They prepared for the play-offs with a six-goal thrashing of the Faroe Islands in their final qualifier.

The two UK countries join seven other second-placed teams in the European play-offs.

The best three – Iceland, Republic of Ireland and Switzerland – go straight into one-legged play-off finals which take place on 11 October.

Wales and Scotland must win their one-legged semi-finals, which take place on 6 October, to reach their respective finals.

Portugal will host Belgium in the third semi-final, with the winners at home to Iceland in the final.

The two best-ranked final winners – based on performance in their qualifying groups and the play-off finals – will head to the World Cup, with the third victorious side going into the inter-confederation play-offs, which take place next February in New Zealand.

Those play-offs will feature 10 teams divided into three paths, with three World Cup spots on offer.

The third-ranked European play-off winner will play one of Chinese Taipei, Thailand, Cameroon, Senegal, Haiti, Panama, Chile, Paraguay and Papua New Guinea in a one-off final.

Scotland reached their first World Cup finals in 2019 but missed out on this summer’s European Championship after finishing behind Finland and Portugal in their qualifying group.

According to Fifa’s world rankings, Iceland, in 14th, are the strongest side involved in the European play-offs ahead of Belgium, who are 19th.

Austria are ranked 20th and Switzerland are 21st with Scotland, who are 23rd, coming next.
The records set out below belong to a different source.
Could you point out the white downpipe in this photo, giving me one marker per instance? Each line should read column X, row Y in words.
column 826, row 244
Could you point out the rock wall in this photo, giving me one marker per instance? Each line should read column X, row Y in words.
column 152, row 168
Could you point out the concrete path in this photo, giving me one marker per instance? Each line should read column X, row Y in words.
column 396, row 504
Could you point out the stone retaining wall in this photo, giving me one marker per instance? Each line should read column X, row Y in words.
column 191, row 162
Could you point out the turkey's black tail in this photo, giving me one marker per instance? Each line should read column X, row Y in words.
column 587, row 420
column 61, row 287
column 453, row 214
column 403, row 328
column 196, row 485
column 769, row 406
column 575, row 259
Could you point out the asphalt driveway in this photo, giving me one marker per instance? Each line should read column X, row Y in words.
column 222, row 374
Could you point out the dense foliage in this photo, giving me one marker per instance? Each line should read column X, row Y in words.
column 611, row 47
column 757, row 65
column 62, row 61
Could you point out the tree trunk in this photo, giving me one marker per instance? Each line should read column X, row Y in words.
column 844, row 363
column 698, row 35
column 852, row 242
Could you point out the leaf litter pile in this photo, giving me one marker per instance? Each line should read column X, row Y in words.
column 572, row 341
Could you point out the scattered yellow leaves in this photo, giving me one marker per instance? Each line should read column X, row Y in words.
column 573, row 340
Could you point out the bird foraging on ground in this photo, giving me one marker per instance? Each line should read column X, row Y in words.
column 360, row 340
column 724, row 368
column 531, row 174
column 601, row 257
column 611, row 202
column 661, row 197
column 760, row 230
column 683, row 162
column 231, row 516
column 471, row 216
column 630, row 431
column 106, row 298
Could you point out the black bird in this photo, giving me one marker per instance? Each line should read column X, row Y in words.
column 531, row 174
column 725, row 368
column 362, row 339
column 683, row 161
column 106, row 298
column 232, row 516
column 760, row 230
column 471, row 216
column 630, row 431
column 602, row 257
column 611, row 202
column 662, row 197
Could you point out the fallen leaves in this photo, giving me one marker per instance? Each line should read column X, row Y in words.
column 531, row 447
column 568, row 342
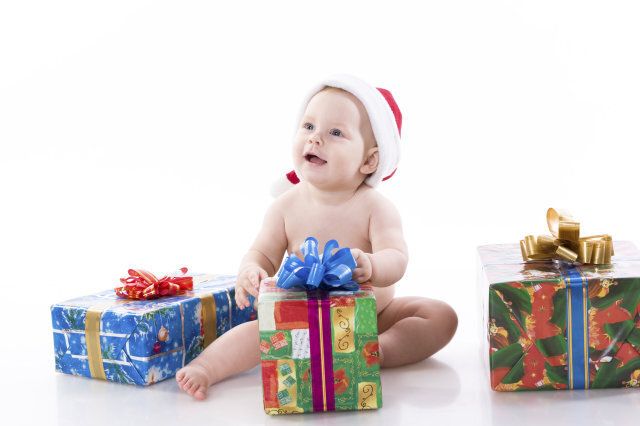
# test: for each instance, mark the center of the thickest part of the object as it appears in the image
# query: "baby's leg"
(414, 328)
(234, 352)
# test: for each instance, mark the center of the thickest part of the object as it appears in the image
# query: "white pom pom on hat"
(386, 122)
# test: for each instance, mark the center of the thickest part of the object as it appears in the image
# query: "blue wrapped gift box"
(143, 342)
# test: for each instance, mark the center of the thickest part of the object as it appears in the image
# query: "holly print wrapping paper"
(558, 325)
(142, 342)
(319, 350)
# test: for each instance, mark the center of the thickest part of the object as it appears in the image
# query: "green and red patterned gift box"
(319, 350)
(558, 325)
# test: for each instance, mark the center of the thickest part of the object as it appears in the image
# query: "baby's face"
(333, 140)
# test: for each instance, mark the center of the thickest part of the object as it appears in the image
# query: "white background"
(147, 134)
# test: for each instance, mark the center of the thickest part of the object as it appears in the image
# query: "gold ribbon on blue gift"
(565, 244)
(93, 321)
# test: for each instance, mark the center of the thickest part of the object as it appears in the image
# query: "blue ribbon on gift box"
(577, 328)
(323, 272)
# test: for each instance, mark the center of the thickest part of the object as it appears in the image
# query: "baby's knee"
(443, 318)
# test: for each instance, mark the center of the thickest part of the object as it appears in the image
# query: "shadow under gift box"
(319, 350)
(142, 342)
(557, 325)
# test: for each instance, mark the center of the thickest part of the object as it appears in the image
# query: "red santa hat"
(385, 118)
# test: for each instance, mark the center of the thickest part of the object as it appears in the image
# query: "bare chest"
(349, 226)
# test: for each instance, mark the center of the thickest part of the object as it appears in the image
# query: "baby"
(347, 142)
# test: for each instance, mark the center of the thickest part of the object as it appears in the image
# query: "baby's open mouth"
(314, 159)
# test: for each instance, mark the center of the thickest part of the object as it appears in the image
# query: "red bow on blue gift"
(143, 285)
(326, 272)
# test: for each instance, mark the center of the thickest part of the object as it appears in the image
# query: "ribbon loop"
(326, 272)
(143, 285)
(566, 244)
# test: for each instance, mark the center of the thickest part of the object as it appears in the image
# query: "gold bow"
(566, 244)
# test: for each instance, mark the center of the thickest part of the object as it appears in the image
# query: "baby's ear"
(371, 161)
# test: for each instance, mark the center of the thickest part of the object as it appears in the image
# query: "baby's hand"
(363, 270)
(248, 281)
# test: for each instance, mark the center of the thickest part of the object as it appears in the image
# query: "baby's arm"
(389, 257)
(264, 257)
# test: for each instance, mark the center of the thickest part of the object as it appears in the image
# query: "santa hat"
(385, 119)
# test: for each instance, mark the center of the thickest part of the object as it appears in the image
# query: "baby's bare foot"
(194, 380)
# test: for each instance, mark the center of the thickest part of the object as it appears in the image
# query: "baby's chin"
(322, 180)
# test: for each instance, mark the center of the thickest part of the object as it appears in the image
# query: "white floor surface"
(450, 388)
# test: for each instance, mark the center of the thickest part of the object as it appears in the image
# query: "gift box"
(560, 325)
(319, 350)
(143, 341)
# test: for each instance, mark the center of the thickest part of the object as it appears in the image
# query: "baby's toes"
(200, 393)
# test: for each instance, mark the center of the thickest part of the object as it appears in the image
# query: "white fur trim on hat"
(381, 117)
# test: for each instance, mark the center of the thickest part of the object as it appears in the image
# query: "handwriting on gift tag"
(279, 341)
(343, 318)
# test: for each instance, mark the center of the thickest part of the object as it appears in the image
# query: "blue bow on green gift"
(326, 272)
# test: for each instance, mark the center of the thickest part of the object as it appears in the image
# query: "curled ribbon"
(326, 272)
(565, 243)
(141, 284)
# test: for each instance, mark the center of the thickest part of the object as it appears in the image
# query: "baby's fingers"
(254, 278)
(241, 298)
The Republic of Ireland are ranked 26th, with Portugal 27th and Wales 30th, while Bosnia & Herzegovina are 63rd.

World Cup play-offs – how do they work?

  • The nine teams which finished in second place in their qualifying groups are given a play-off spot.
  • The play-offs consist of a semi-final and final, both single-legged ties.
  • The matches will be played on Thursday, 6 October and Tuesday, 11 October.
  • Based on performances in qualifying, the three top seeded teams – Iceland, Republic of Ireland and Switzerland – are given a bye to the final, while the remaining six teams will be entered into the semi-final draw.
  • The three winning semi-finalists will play one of Iceland, Republic of Ireland or Switzerland in the final.
  • From the three final winners, the two highest seeded teams will qualify for the 2023 Women’s World Cup.
  • The third seeded side will be entered into an Inter-Confederation Play-Off, which will take place in New Zealand in February 2023.